Mineral stability diagram showing minerals that are stable under changing temperature and dissolved silica concentrations that are found at and just beneath the floor of Yellowstone Lake
Mineral stability diagram showing minerals that are stable under changing temperature and dissolved silica concentrations that are found at and just beneath the floor of Yellowstone Lake.  Two important points illustrated by this diagram are: (1) the minerals that are stable when reacted with vapor-dominated fluids (kaolinite, boehmite) differ substantially from those that are stable when reacted with alkaline-chloride fluids (quartz, chlorite, smectite), and (2) pre-explosion alteration by alkaline-chloride fluids occurs in a temperature range from 125–300° C (257–572° F)and at silica concentrations higher than those in the vapor-dominated systems.

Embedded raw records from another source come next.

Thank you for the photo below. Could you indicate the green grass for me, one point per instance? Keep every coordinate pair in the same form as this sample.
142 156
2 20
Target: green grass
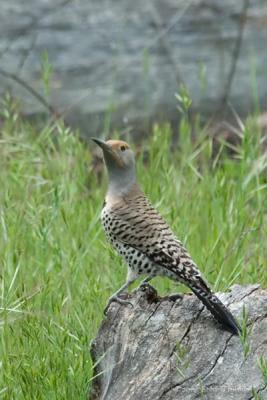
57 270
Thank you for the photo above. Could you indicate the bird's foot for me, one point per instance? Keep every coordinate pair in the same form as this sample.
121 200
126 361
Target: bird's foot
117 299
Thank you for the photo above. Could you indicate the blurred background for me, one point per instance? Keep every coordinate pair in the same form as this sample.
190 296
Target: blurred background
118 64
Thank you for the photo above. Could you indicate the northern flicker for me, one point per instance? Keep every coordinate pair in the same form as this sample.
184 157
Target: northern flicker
143 238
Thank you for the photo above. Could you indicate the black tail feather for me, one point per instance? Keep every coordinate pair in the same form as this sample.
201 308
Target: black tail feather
217 308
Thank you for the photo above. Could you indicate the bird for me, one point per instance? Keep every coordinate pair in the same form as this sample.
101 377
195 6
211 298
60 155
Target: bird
144 239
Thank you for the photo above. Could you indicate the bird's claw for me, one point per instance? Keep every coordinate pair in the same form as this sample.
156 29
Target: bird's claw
117 299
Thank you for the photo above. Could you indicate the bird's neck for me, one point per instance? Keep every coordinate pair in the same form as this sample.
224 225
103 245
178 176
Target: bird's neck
117 193
121 183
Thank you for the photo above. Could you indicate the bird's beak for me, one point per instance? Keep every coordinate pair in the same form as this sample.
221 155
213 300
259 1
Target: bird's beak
109 154
104 146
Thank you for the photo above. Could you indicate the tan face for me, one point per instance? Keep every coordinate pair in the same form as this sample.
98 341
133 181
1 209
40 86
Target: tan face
118 145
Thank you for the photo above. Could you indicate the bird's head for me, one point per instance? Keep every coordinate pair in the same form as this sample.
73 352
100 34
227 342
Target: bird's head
120 163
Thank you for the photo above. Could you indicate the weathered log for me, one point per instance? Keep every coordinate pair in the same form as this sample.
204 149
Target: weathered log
120 62
163 349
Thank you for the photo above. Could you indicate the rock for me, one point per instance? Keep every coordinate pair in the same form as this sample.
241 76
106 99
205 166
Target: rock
166 350
120 62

Thus, the different types of hydrothermal systems on the lake floor leave mineral signatures that allow us to tell them apart—even if the hydrothermal activity has long since ceased!  This is important because studies of sediments that were altered in a pre-explosion hydrothermal system can be related back to the type of fluids that were present in the past.  Recent studies of lake sediments found multiple hydrothermal explosion deposits dating from about 160 to 13,000 years ago.  The two largest and most extensive deposits are related to the 8,000-year-old Elliott’s Crater and 13,000-year-old Mary Bay explosions.  These formed from alkaline-chloride hydrothermal systems based on the alteration mineralogy found in the associated lake sediment, which included silica, smectites and chlorites, but not kaolinite.  Other explosion deposits are younger, thinner, less extensive, and contain kaolinite, indicating that they were related to vapor-dominated hydrothermal systems.

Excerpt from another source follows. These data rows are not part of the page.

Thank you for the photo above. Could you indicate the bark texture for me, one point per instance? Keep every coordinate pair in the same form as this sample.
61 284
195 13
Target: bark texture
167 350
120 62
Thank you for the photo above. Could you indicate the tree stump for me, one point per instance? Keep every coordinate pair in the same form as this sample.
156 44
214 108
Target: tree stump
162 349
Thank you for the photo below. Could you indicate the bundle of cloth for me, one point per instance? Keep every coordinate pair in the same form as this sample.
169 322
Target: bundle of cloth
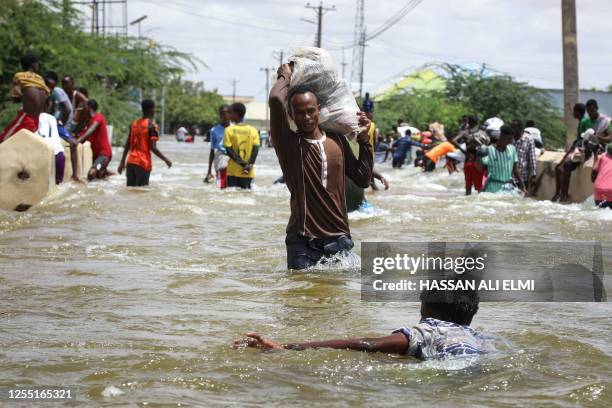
315 68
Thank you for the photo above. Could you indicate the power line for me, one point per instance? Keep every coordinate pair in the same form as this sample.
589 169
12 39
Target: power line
193 13
395 19
320 10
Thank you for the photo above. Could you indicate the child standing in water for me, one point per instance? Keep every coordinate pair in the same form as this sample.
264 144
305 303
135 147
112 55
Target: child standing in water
602 178
141 141
501 162
444 330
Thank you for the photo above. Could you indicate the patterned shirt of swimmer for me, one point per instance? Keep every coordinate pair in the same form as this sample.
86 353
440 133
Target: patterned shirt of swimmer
433 338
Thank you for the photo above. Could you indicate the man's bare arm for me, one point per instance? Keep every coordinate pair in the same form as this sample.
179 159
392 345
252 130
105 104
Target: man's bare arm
89 132
279 122
396 343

Laboratory studies of the energy budget of hydrothermal explosions indicate that different fluid types produce explosions of different strength. Alkaline-chloride fluids flashing from liquid to steam in the Elliott’s Crater and Mary Bay systems produced two of the largest hydrothermal explosion craters and deposits known on Earth.  Vapor-dominated systems in Yellowstone Lake explode by simple expansion of the steam phase, which releases about 10 times less energy than the liquid-to-steam explosions and therefore produces less voluminous and less extensive deposits.

There are no recorded observations of large explosions from hydrothermal systems beneath and around Yellowstone Lake.  But thanks to the tell-tale mineralogy of the altered sediments associated with these explosions, we know the conditions under which they occurred—important information for understanding this underappreciated geologic hazard in Yellowstone!